Ne pas s'arrêter au titre…
              Ne pas lire le synopsis, qui peut faire craindre le pire…
              Ne pas penser que Duris va encore trimballer son sourire carnassier 
              pour excuser toutes les éventuelles goujateries de celui 
              qu'il interprète… (et d'ailleurs, aucune goujaterie)
              Juste se laisser embarquer et faire connaissance avec les personnages, 
              parfaitement crédibles dans tout ce qui est montré 
              à l'écran comme dans tout ce qui reste caché 
              dans les ellipses. Oui, c'est un film "social", qui présente 
              des individus qui se lèvent tôt et sont prêts 
              à se lever encore plus tôt pour conserver leur emploi 
              mais qui n'en peuvent plus, des cadences inhumaines, de la façon 
              dont on les traite et qui parviennent tout de même à 
              en rire (oh, le dérisoire des bonnets de Noël). L'entreprise 
              est nommée, et si le nom est fictif, chacun aura reconnu 
              Amazon, cette championne du non droit social de ses employés. 
              
              Et puis, sur ce fond gris terne, dans ce marasme économique, 
              il y a des hommes et des femmes qui font ce qu'ils peuvent, qui 
              ne vivent pas des contes de fées et qui se prennent des beignes, 
              comme une compagne qui se fait la malle, sans doute parce qu'elle 
              n'en peut plus, mais ce n'est pas sûr. Le spectateur est aux 
              côtés de celui qui reste et n'en sait pas plus que 
              lui. Il résiste, il fait face, mais ce n'est pas un héros, 
              juste un homme en plein désarroi. Autour de lui, les équilibres 
              bougent, vacillent, s'écroulent parfois, se reforment différemment, 
              tous sont touchés, des mots fusent et parfois il n'y a plus 
              de mots et avec rien, juste une petite danse des épaules 
              et une chanson populaire un peu cucul mais tout d'un coup magnifique, 
              un frère et une sœur s'étreignent et c'est la 
              plus belle scène de l'année. Enfin, disons une des 
              plus belles, qui fait serrer la gorge. Laetitia Dosch (la sœur) 

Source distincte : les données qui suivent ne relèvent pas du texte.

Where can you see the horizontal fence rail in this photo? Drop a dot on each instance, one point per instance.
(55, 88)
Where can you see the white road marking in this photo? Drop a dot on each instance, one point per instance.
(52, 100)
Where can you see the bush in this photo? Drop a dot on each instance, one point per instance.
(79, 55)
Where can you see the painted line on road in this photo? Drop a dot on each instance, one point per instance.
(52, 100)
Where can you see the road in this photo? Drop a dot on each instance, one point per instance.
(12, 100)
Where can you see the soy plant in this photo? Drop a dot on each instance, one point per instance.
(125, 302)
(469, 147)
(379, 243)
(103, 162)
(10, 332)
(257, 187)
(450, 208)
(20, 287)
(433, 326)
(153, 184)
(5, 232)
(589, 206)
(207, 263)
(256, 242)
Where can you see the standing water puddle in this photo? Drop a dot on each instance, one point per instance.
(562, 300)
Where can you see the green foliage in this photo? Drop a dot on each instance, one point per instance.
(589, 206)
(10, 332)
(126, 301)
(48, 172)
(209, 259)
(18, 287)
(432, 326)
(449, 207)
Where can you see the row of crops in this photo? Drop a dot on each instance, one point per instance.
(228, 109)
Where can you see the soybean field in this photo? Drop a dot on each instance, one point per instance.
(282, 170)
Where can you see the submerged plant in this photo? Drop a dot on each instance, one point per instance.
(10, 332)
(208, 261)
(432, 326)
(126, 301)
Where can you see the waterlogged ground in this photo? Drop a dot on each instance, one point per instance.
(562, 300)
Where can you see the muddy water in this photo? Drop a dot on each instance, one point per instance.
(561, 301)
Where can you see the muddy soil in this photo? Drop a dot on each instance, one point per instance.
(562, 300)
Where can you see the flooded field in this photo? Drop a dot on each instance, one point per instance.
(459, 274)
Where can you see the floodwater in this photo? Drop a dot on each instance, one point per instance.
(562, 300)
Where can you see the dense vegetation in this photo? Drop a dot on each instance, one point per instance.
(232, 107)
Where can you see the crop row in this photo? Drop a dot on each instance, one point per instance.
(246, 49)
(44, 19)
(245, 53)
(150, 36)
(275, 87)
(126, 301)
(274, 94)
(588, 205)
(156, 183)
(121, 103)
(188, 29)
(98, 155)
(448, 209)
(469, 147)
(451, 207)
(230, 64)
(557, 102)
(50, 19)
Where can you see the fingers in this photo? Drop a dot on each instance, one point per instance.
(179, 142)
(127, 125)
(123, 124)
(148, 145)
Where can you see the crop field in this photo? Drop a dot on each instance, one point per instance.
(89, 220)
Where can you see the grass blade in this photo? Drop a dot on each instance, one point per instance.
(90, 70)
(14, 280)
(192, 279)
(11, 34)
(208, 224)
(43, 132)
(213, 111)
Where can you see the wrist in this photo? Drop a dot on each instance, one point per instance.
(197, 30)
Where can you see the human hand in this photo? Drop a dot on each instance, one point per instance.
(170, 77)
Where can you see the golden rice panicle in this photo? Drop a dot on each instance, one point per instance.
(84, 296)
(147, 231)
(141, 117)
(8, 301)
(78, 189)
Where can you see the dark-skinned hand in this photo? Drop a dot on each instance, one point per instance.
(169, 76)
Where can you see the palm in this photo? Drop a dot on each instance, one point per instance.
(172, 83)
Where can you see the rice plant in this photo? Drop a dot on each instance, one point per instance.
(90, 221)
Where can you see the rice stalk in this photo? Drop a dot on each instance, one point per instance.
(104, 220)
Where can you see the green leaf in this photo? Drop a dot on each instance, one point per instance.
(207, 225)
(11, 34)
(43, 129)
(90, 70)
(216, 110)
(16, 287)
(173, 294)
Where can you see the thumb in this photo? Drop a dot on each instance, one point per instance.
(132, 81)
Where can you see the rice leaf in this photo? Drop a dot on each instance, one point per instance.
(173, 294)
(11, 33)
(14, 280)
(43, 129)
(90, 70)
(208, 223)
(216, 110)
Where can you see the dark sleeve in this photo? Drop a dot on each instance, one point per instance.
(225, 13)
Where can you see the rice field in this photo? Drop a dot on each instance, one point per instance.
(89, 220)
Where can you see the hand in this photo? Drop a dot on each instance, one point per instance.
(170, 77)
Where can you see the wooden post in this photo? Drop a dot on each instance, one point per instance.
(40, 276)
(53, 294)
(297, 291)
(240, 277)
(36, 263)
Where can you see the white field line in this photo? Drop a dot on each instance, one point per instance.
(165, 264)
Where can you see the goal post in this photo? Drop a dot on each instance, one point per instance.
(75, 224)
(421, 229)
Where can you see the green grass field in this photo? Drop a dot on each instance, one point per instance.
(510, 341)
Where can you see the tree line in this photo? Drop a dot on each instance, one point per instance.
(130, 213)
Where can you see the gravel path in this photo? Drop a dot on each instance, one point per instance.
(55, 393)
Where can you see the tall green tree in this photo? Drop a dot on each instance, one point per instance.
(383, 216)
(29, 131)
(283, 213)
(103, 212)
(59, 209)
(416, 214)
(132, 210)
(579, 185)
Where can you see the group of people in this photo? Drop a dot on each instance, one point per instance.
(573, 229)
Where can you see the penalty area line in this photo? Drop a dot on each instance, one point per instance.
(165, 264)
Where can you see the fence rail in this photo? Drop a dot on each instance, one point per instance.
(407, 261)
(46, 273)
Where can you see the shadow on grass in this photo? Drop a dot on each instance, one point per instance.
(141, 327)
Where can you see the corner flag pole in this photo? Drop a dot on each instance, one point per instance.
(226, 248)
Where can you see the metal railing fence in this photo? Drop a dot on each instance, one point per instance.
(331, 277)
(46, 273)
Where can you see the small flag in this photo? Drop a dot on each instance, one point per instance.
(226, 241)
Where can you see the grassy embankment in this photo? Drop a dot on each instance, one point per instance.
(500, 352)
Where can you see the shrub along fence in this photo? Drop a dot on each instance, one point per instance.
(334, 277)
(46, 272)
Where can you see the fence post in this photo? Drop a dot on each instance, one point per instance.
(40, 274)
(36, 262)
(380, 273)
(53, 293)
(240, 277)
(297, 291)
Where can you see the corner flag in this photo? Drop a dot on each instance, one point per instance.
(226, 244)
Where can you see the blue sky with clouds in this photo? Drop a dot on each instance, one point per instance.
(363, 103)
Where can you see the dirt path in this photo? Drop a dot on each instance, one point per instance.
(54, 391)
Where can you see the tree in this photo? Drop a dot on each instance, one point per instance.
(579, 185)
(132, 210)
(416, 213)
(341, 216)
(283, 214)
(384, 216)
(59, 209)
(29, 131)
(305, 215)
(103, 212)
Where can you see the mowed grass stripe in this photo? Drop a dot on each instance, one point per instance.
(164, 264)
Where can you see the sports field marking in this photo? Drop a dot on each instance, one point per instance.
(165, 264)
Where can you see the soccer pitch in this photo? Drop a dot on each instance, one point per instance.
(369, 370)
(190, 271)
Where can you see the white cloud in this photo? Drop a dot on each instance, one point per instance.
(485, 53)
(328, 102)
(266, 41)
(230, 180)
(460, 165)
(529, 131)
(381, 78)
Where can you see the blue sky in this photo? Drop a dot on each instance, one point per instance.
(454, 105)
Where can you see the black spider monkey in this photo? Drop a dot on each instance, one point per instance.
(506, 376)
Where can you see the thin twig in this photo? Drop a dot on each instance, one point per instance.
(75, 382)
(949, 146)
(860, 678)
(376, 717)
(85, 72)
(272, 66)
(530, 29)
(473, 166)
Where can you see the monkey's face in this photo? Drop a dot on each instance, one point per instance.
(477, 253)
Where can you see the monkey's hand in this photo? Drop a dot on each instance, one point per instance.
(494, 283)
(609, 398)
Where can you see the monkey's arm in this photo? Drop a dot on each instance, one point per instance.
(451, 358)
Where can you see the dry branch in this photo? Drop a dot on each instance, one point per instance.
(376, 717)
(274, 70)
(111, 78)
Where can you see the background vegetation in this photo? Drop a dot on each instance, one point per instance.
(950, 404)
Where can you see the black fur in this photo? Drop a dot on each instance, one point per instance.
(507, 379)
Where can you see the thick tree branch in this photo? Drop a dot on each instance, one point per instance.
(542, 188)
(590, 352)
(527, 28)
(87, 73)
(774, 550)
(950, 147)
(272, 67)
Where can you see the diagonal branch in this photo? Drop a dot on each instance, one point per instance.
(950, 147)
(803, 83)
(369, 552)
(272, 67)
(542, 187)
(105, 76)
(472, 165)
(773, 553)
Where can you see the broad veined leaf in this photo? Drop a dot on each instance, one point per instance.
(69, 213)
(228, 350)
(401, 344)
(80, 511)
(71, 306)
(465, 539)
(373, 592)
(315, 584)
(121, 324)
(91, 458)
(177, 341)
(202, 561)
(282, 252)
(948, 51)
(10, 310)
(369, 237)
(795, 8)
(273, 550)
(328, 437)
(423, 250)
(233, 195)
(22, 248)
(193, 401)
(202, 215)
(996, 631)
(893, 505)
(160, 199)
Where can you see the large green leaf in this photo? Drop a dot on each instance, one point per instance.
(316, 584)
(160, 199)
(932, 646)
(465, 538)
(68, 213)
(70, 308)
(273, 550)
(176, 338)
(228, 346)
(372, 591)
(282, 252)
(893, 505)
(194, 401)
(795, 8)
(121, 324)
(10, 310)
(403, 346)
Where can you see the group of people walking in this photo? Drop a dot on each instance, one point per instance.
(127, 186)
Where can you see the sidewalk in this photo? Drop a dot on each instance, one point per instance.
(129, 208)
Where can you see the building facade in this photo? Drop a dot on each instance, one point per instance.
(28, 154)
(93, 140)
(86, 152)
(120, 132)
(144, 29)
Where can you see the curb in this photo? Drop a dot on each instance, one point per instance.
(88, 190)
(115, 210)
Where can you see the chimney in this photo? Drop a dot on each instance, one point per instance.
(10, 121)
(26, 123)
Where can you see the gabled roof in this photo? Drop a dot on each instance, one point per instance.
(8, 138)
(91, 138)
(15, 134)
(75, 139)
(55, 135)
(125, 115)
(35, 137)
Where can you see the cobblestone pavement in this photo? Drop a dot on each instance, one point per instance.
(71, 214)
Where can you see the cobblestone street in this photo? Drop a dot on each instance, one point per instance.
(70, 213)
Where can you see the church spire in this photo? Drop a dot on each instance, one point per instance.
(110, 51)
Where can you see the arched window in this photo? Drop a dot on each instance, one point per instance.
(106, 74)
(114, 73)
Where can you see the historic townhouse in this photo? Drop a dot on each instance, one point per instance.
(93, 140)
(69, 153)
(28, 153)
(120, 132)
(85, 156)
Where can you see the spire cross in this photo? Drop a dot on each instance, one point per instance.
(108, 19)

              est magnifique, elle est d'une simplicité sublime. 
              Tout cela est mis en scène avec quelques partis pris sommaires 
              mais tenus avec force, sans affectation : caméra portée 
              pour être au plus près des acteurs, aucune musique 
              (sauf la chanson populaire mais ce sont les personnages qui l'écoutent) 
              pour souligner les scènes, des dialogues pas écrits, 
              tout en impro et ça marche, l'émotion naît d'une 
              hésitation, de quelques mots qui se chevauchent. Après 
              un Keeper plutôt 
              délicat et déjà très crédible 
              autant socialement qu'émotionnellement, mais un peu trop 
              corseté, Guillaume Senez donne beaucoup plus de libertés 
              à ses comédiens tout en leur demandant de jouer avec 
              la complexité des situations simples en apparence. Il en 
              résulte un très beau film. Oubliez le titre, et courez 
              le voir.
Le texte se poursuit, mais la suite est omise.